Learn foraging to twenty safe wild foods in one season

One growing season of reading, app practice, and at least one walk with a real forager gets a beginner to twenty plants they can identify cold and eat without doubt. About 80 hours total. Read this carefully: misidentification can kill you. Wild carrot, water hemlock, false morels, and several common look-alikes are seriously toxic or fatal. If you are not 100 percent certain, you do not eat it.

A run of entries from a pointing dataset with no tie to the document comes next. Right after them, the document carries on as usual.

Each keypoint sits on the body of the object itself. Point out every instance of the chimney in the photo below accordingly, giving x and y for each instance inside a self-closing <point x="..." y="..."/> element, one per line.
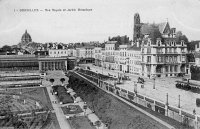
<point x="138" y="44"/>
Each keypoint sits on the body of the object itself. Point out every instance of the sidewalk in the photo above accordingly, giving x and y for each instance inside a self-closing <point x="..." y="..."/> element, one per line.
<point x="163" y="86"/>
<point x="89" y="113"/>
<point x="139" y="109"/>
<point x="64" y="124"/>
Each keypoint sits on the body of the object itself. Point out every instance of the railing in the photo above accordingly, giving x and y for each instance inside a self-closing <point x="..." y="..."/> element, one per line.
<point x="183" y="116"/>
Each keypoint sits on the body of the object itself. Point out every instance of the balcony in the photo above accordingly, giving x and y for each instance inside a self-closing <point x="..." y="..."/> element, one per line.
<point x="171" y="62"/>
<point x="171" y="52"/>
<point x="159" y="52"/>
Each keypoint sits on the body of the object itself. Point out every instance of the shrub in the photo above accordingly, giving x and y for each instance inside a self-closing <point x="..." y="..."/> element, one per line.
<point x="198" y="102"/>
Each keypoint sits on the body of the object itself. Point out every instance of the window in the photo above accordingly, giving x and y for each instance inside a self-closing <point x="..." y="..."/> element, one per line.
<point x="171" y="68"/>
<point x="175" y="68"/>
<point x="175" y="50"/>
<point x="175" y="58"/>
<point x="166" y="68"/>
<point x="148" y="68"/>
<point x="183" y="58"/>
<point x="170" y="59"/>
<point x="148" y="50"/>
<point x="166" y="58"/>
<point x="148" y="59"/>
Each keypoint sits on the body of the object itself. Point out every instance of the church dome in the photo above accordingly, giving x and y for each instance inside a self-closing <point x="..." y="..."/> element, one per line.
<point x="26" y="38"/>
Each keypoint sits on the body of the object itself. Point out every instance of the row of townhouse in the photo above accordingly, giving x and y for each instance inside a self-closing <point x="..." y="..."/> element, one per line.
<point x="125" y="58"/>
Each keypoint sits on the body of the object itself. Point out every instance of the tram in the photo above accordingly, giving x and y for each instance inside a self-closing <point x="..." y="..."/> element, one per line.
<point x="189" y="85"/>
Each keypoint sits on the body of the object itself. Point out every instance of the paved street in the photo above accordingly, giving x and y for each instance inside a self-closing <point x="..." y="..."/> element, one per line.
<point x="139" y="109"/>
<point x="64" y="124"/>
<point x="163" y="86"/>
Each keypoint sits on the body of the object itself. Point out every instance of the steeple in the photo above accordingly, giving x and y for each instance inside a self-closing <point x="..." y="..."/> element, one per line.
<point x="137" y="26"/>
<point x="26" y="38"/>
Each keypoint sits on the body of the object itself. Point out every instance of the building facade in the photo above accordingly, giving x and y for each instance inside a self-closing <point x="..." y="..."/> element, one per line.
<point x="58" y="52"/>
<point x="163" y="54"/>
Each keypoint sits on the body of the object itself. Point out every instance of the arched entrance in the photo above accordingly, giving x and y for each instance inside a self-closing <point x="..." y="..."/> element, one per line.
<point x="159" y="70"/>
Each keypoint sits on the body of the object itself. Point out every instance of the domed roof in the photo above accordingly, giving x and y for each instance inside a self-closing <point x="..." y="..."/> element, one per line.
<point x="154" y="34"/>
<point x="26" y="37"/>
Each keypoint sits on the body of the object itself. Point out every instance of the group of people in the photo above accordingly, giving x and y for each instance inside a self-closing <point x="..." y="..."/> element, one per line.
<point x="183" y="86"/>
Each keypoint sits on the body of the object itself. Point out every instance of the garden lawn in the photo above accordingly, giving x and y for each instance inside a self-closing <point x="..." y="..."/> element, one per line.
<point x="67" y="110"/>
<point x="80" y="123"/>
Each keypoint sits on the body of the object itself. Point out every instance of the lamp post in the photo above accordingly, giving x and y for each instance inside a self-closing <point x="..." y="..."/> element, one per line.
<point x="135" y="87"/>
<point x="154" y="83"/>
<point x="167" y="103"/>
<point x="179" y="99"/>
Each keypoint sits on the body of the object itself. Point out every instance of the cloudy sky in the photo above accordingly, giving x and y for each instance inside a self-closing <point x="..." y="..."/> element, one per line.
<point x="107" y="18"/>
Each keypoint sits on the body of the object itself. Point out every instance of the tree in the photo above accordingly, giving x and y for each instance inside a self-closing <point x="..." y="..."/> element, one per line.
<point x="98" y="123"/>
<point x="85" y="107"/>
<point x="62" y="80"/>
<point x="6" y="48"/>
<point x="52" y="80"/>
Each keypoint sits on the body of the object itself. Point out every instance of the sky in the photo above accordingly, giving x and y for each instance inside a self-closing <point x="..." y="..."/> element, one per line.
<point x="107" y="18"/>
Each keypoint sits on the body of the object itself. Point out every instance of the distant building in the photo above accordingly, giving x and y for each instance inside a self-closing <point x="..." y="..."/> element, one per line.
<point x="120" y="39"/>
<point x="97" y="55"/>
<point x="26" y="38"/>
<point x="162" y="54"/>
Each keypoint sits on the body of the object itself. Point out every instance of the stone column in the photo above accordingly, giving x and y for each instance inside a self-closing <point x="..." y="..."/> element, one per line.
<point x="53" y="65"/>
<point x="40" y="67"/>
<point x="60" y="66"/>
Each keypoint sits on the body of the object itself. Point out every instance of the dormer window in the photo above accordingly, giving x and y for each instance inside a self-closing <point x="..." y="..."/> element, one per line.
<point x="159" y="43"/>
<point x="149" y="43"/>
<point x="182" y="42"/>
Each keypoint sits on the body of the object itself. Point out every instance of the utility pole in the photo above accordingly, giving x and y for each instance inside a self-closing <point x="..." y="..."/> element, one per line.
<point x="179" y="99"/>
<point x="167" y="103"/>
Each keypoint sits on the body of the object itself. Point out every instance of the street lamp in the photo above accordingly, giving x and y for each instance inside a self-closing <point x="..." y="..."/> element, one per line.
<point x="167" y="103"/>
<point x="179" y="103"/>
<point x="135" y="87"/>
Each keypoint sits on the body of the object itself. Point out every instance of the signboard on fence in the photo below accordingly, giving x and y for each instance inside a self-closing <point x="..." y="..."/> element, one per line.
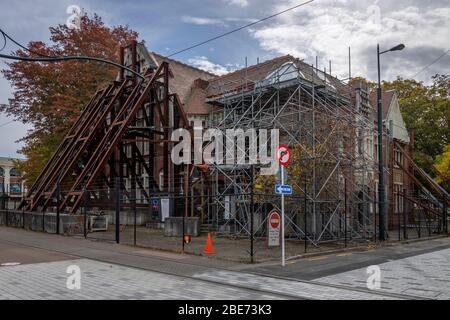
<point x="273" y="229"/>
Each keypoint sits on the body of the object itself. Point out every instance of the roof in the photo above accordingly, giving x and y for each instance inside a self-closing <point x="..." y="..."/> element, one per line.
<point x="183" y="80"/>
<point x="247" y="78"/>
<point x="231" y="81"/>
<point x="387" y="97"/>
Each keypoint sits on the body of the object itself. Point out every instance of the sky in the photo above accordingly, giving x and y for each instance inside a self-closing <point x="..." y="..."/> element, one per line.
<point x="323" y="29"/>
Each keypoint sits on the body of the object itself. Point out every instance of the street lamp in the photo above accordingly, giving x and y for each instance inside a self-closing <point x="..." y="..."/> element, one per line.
<point x="381" y="193"/>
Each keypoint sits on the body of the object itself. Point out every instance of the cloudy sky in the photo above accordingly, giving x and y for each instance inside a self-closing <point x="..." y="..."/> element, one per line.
<point x="324" y="28"/>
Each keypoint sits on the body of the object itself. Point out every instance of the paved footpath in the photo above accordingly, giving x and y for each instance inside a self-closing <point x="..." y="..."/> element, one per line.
<point x="110" y="271"/>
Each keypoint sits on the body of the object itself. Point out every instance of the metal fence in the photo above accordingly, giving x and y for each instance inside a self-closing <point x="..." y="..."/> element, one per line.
<point x="238" y="231"/>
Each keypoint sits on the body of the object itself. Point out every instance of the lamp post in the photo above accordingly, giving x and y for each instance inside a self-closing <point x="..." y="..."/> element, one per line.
<point x="381" y="188"/>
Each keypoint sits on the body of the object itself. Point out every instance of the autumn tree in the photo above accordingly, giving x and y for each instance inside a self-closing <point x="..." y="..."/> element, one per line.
<point x="50" y="95"/>
<point x="442" y="166"/>
<point x="426" y="110"/>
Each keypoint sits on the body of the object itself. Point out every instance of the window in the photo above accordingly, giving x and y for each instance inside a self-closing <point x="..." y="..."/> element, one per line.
<point x="398" y="199"/>
<point x="161" y="180"/>
<point x="398" y="157"/>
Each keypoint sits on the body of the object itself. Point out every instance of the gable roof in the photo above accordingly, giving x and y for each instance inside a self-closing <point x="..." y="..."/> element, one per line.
<point x="264" y="73"/>
<point x="183" y="77"/>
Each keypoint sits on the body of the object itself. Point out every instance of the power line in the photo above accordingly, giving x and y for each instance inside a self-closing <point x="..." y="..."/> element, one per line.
<point x="6" y="123"/>
<point x="435" y="61"/>
<point x="4" y="39"/>
<point x="240" y="28"/>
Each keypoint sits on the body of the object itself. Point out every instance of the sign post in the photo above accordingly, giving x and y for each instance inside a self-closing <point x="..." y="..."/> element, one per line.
<point x="274" y="225"/>
<point x="284" y="157"/>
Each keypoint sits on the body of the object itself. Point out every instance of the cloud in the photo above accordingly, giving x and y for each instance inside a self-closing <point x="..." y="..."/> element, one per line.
<point x="327" y="28"/>
<point x="204" y="64"/>
<point x="239" y="3"/>
<point x="202" y="21"/>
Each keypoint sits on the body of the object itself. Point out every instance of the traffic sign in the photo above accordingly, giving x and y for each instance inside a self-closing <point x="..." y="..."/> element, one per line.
<point x="283" y="189"/>
<point x="274" y="224"/>
<point x="284" y="155"/>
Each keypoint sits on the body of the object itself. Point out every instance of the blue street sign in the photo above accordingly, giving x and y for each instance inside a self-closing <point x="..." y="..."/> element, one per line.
<point x="279" y="189"/>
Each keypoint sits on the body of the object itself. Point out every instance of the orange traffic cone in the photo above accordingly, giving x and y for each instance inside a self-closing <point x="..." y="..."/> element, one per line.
<point x="208" y="248"/>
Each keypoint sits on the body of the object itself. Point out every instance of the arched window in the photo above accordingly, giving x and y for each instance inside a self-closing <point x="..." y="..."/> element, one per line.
<point x="14" y="173"/>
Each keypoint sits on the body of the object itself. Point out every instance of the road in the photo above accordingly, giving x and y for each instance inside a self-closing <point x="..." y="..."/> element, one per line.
<point x="36" y="265"/>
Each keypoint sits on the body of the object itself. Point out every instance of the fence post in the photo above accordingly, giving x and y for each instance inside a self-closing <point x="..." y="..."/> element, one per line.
<point x="345" y="212"/>
<point x="306" y="218"/>
<point x="23" y="211"/>
<point x="117" y="210"/>
<point x="58" y="195"/>
<point x="84" y="207"/>
<point x="405" y="230"/>
<point x="7" y="211"/>
<point x="444" y="208"/>
<point x="252" y="213"/>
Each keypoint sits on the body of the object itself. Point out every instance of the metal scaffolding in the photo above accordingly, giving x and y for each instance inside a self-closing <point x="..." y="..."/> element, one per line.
<point x="317" y="115"/>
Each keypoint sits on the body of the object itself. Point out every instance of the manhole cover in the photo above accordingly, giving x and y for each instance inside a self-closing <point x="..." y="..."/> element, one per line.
<point x="9" y="264"/>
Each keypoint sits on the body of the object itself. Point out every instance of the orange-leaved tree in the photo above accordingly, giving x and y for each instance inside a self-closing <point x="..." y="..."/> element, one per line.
<point x="50" y="95"/>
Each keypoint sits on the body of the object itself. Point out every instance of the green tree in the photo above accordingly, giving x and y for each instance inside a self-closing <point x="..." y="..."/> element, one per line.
<point x="49" y="96"/>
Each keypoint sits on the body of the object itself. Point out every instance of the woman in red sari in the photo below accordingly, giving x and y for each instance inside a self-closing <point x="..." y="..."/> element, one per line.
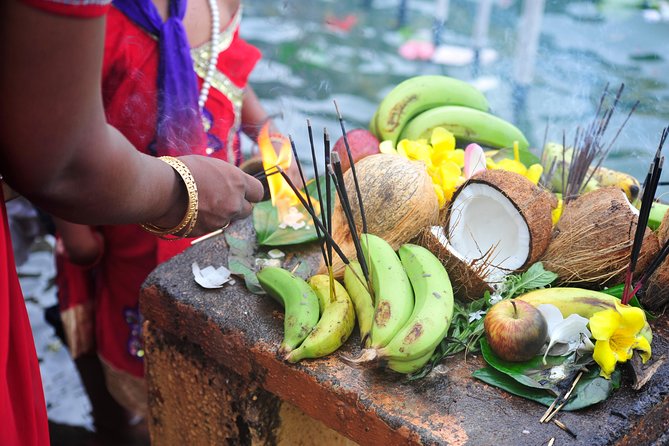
<point x="53" y="116"/>
<point x="123" y="256"/>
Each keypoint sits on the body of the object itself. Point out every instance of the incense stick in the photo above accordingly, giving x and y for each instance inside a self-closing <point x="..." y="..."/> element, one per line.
<point x="311" y="206"/>
<point x="327" y="235"/>
<point x="346" y="205"/>
<point x="352" y="167"/>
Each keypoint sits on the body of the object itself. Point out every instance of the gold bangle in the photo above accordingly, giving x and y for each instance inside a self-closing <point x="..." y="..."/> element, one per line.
<point x="189" y="219"/>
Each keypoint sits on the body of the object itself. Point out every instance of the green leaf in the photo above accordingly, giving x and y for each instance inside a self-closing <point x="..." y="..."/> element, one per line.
<point x="535" y="277"/>
<point x="532" y="373"/>
<point x="591" y="388"/>
<point x="266" y="223"/>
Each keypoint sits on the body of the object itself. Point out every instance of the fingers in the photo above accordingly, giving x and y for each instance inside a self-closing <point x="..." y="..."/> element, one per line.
<point x="254" y="189"/>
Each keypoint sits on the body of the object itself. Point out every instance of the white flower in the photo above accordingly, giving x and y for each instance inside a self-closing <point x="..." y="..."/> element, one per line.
<point x="210" y="277"/>
<point x="475" y="316"/>
<point x="565" y="335"/>
<point x="495" y="297"/>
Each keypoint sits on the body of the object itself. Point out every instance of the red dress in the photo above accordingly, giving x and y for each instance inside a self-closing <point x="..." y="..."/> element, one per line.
<point x="23" y="417"/>
<point x="130" y="99"/>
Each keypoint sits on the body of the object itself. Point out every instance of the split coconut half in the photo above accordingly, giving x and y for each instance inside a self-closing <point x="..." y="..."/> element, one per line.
<point x="593" y="239"/>
<point x="498" y="222"/>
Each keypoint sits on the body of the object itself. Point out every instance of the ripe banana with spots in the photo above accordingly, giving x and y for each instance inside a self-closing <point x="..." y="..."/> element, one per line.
<point x="299" y="301"/>
<point x="467" y="125"/>
<point x="433" y="309"/>
<point x="571" y="300"/>
<point x="362" y="299"/>
<point x="418" y="94"/>
<point x="579" y="301"/>
<point x="393" y="295"/>
<point x="335" y="325"/>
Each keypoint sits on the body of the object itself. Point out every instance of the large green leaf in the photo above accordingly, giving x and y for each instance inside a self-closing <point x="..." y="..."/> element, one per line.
<point x="532" y="373"/>
<point x="266" y="222"/>
<point x="591" y="388"/>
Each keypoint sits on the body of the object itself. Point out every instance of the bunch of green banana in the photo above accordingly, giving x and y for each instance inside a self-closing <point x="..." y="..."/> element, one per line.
<point x="394" y="300"/>
<point x="299" y="301"/>
<point x="362" y="299"/>
<point x="411" y="346"/>
<point x="417" y="95"/>
<point x="467" y="125"/>
<point x="335" y="325"/>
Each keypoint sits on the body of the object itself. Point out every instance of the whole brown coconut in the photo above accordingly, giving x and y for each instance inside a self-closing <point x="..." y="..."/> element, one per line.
<point x="497" y="222"/>
<point x="398" y="199"/>
<point x="592" y="240"/>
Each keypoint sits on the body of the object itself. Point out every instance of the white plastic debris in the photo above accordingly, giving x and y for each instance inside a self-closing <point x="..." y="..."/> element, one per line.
<point x="211" y="277"/>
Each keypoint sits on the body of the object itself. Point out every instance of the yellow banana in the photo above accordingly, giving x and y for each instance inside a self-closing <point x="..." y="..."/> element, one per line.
<point x="393" y="295"/>
<point x="362" y="300"/>
<point x="579" y="301"/>
<point x="467" y="125"/>
<point x="335" y="325"/>
<point x="299" y="301"/>
<point x="418" y="94"/>
<point x="433" y="309"/>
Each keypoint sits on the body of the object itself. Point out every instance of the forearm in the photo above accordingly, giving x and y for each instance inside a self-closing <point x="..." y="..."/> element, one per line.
<point x="57" y="149"/>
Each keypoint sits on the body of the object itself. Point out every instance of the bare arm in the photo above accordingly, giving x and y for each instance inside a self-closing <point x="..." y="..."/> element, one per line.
<point x="57" y="149"/>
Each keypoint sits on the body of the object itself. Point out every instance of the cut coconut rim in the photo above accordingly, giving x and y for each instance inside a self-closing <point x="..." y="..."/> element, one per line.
<point x="503" y="242"/>
<point x="488" y="273"/>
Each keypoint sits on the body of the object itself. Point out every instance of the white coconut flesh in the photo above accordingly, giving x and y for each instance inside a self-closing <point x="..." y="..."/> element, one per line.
<point x="485" y="227"/>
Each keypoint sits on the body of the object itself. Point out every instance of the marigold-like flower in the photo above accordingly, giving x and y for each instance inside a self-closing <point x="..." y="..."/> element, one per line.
<point x="618" y="332"/>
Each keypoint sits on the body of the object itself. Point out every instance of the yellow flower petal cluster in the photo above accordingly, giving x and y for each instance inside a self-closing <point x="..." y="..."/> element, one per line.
<point x="445" y="162"/>
<point x="618" y="333"/>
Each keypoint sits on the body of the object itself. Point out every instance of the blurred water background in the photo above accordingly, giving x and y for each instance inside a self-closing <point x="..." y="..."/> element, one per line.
<point x="347" y="50"/>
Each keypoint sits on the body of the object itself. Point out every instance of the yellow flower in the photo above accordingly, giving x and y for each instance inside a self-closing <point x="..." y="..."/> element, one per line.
<point x="618" y="334"/>
<point x="557" y="212"/>
<point x="511" y="165"/>
<point x="534" y="172"/>
<point x="414" y="150"/>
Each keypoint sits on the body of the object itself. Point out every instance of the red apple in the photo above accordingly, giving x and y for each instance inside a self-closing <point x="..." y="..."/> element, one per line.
<point x="362" y="143"/>
<point x="515" y="330"/>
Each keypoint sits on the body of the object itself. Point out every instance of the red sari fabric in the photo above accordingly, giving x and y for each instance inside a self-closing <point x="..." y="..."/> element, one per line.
<point x="23" y="419"/>
<point x="23" y="416"/>
<point x="130" y="99"/>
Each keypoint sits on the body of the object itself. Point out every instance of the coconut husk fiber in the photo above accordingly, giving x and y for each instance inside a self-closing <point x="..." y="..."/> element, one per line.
<point x="470" y="277"/>
<point x="398" y="199"/>
<point x="592" y="241"/>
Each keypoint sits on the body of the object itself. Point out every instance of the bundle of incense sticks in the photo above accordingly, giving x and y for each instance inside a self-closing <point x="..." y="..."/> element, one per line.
<point x="333" y="175"/>
<point x="649" y="188"/>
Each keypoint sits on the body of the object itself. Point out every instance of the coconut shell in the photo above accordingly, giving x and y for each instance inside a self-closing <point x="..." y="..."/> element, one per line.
<point x="534" y="203"/>
<point x="592" y="241"/>
<point x="398" y="199"/>
<point x="655" y="295"/>
<point x="467" y="280"/>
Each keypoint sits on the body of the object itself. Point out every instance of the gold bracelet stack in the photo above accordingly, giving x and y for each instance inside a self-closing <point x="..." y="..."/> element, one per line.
<point x="188" y="222"/>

~6 months · ~80 hours · 20 wild plants you'd stake your life on

Months 1–6 · keep on the kitchen table

1.Sam Thayer's Field Guide to Edible Wild Plants

Thayer has been foraging professionally for thirty years and writes the most rigorous, photo-rich edible-plant guide in print. The 2023 edition covers 679 species across eastern and central North America with 1,700 color photos and explicit notes on the plants that get people poisoned. If you live in the West or outside North America, you need a different regional guide — generic global "edible plants" books will get you killed. Buy the book that matches your bioregion.

~$45 paperback

Forager's Harvest →
Months 1–6 · daily, on every walk

2.iNaturalist

Free app from the California Academy of Sciences. Photograph any plant, get a machine-vision suggestion, and human experts on the platform confirm or correct your ID within hours. Use it to build a personal catalog of plants near your home — edible or not. Treat its suggestions as a hypothesis, never a verdict. Cross-check every edible against Thayer before it goes near your mouth.

Free

iNaturalist →
Month 2 or 3 · one full day

3.One walk with a real forager

This is the step nobody skips and survives long-term. Find a paid foraging walk in your region — most metropolitan areas have one, run by a botanist, mycologist, or trained forager, typically $40–80 for a half-day. You will learn more in three hours with someone who knows the local toxic look-alikes than in three months of reading. State mycological societies and regional plant societies often run free walks too. Go on at least one before eating anything novel.

$40–80 for a guided walk; often free through local plant or mycology societies

Ongoing · the rule

4.The two-source rule

For every plant you intend to eat, confirm identification against at least two independent sources — typically Thayer plus a confirmed iNaturalist ID, or Thayer plus your forager mentor. Eat a small test quantity first. Never eat a plant you've identified only by app. Never eat a wild mushroom in your first season without an in-person mycologist's confirmation. Foragers who cut corners on this end up in emergency rooms or worse, and "I was pretty sure" is on the headstones.

If you want to focus on mushrooms

Mushroom foraging is its own discipline and far more dangerous than plants — death cap and destroying angel are common, deadly, and resemble edibles. Replace Thayer with a regional mycology guide for your area (e.g. Mushrooms of the Pacific Northwest by Steve Trudell for the West, Mushrooms of the Northeastern United States by Bessette for the East), and join your local mycological society. Do not, under any circumstance, eat a wild mushroom in your first year without an experienced mycologist physically holding it and confirming.

Why this path

Foraging culture online is full of confident-sounding people who don't know what they don't know. The bottleneck is never enthusiasm — it's the small, terrifying gap between a tasty plant and the plant that looks just like it. Thayer is honest about that gap. iNaturalist gets you reps. The guided walk catches the mistakes you'd otherwise make alone. The two-source rule keeps you alive long enough to actually get good.